Le classique de la semaine : L’Attrape-coeurs, J.D. Salinger, 1951

Vous-êtes vous jamais demandé ce qu’il adviendrait de votre vie si par hasard vous lâchiez tout ce que vous connaissez sur un coup de tête ? Si oui, il se pourrait bien que J.D. Salinger vous apporte quelques réponses dans L’Attrape-Coeurs, ce roman qui a fait son succès.
Parce qu’il redoute de devoir annoncer son renvoi à ses parents, Holden décide de ne pas rentrer chez lui après avoir fui le prestigieux collège de Pencey.

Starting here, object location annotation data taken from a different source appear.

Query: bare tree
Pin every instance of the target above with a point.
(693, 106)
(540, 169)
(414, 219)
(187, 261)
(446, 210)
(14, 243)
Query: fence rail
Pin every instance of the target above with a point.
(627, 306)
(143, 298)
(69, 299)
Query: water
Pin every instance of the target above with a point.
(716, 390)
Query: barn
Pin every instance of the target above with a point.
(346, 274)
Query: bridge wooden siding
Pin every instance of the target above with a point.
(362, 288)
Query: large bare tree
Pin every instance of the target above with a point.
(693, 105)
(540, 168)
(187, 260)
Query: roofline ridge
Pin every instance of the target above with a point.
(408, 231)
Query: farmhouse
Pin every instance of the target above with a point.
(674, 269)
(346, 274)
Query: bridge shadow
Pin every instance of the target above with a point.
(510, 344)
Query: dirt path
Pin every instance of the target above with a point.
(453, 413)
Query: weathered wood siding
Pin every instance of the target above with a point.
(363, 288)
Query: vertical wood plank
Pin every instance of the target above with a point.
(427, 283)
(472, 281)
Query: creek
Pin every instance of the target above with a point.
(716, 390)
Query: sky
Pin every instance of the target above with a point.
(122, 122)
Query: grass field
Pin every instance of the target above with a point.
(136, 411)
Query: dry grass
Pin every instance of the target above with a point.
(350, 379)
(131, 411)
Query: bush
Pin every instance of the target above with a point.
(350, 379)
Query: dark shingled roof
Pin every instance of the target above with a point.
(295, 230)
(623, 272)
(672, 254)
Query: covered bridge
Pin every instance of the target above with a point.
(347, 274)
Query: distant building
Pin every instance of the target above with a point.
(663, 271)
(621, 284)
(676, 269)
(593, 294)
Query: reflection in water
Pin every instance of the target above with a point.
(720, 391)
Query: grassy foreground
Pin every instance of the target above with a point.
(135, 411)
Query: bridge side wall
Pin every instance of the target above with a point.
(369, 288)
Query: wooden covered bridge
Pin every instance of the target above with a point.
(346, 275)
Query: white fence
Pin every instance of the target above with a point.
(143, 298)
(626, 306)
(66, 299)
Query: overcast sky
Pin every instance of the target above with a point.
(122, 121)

Trois jours et trois nuits durant, il erre dans les rues de New-York, enchaînant rencontres inattendues, mésaventures et premières expériences de liberté. Deux centaines de pages seulement pour voyager et virevolter à Noël dans le New York des années 1950 aux côtés d’un jeune adolescent perdu et sacrément râleur.

Ouvrez le livre à la première page : une petite éternité semée de hasards et de rendez-vous avec des personnages tout aussi loufoques que réalistes s’offre à vous. Soyez assuré.e qu’il vous seront rendus selon leurs pires manies et leurs plus gros défauts, le tout sur un ton hyperbolique et généralisateur qui ne manquera pas de vous faire sourire. Bien qu’encore adolescent, Holden évoque très clairement un vieillard grincheux qui en voudrait au monde entier simplement pour se distraire. Néanmoins, s’il frôle la crise de nerfs au le moindre détail contrariant, il faut bien reconnaître qu’Holden fait preuve d’un grand détachement face aux véritables épreuves qu’il traverse.

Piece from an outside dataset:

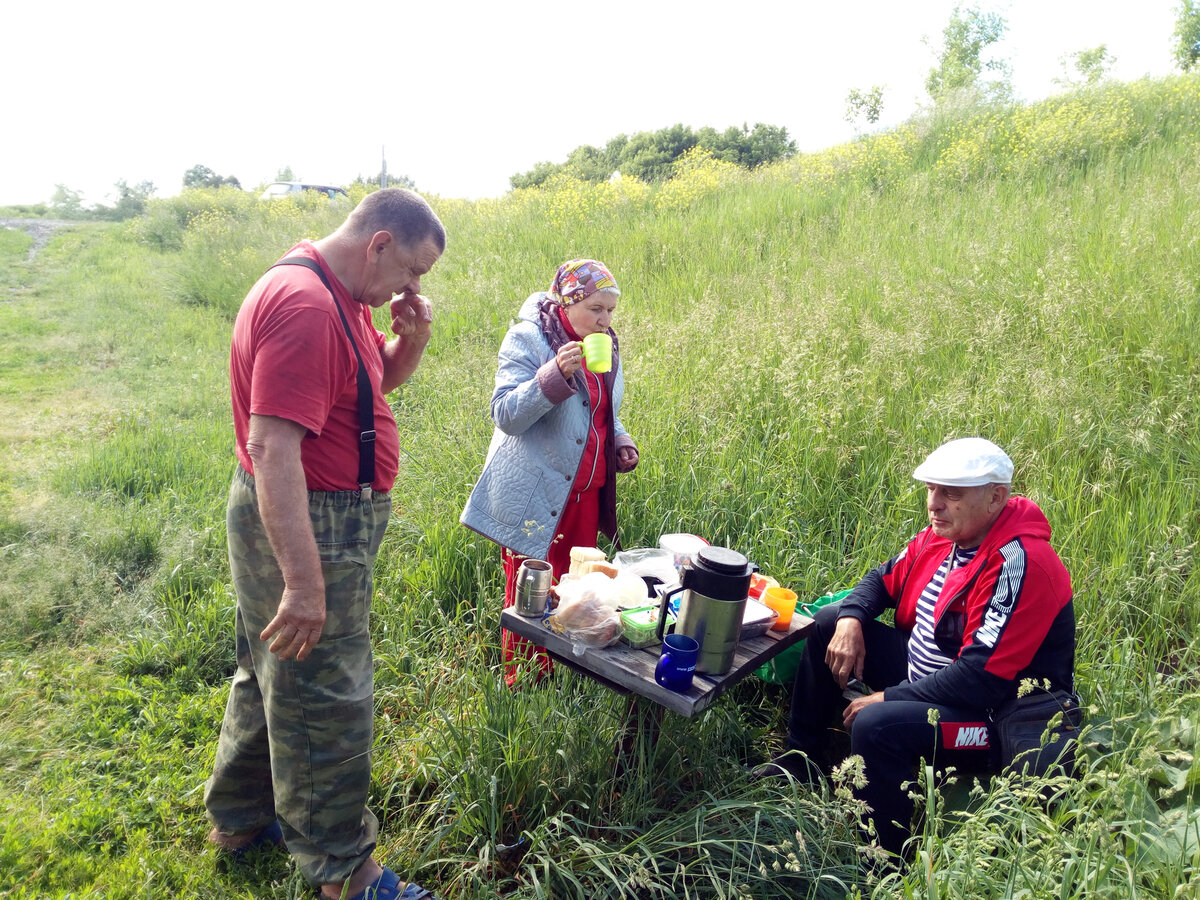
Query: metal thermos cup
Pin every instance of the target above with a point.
(713, 605)
(533, 587)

Une scène tout particulièrement marquante consiste en cette énumération grandiloquente de tout ce qu’il déteste, qui sonne au lecteur d’aujourd’hui comme un pastiche sarcastique de la liste que Julie Andrews fait de ses « Favourite Things » dans The sound of Music (La Mélodie du Bonheur).
Toutefois même ses plus grandes colères ne parviennent à cacher la sensibilité de ce garçon révolté contre l’ordre des choses de son époque, largement incarnée par le consumérisme, les apparences, et une virilité poussée à l’extrême. En effet, les années 1950 sont en Amérique l’occasion d’une reconversion de l’économie de guerre, qui se traduit par un capitalisme, ainsi que l’attestent les descriptions des grands magasins à l’approche de Noël. En outre, c’est à cette époque qu’émerge aux États-Unis la volonté de prouver sa valeur par l’appartenance à une classe
sociale privilégiée, notamment en envoyant ses enfants dans une université privée. Force est de constater qu’Holden n’a guère d’estime pour tous ces faux-semblants ! Mais si sa politique du refus reste incomprise de ses contemporains, on peut se demander s’il n’a pas de quoi convaincre les lecteurs d’aujourd’hui, pour qui ces problématiques restent parfaitement d’actualité.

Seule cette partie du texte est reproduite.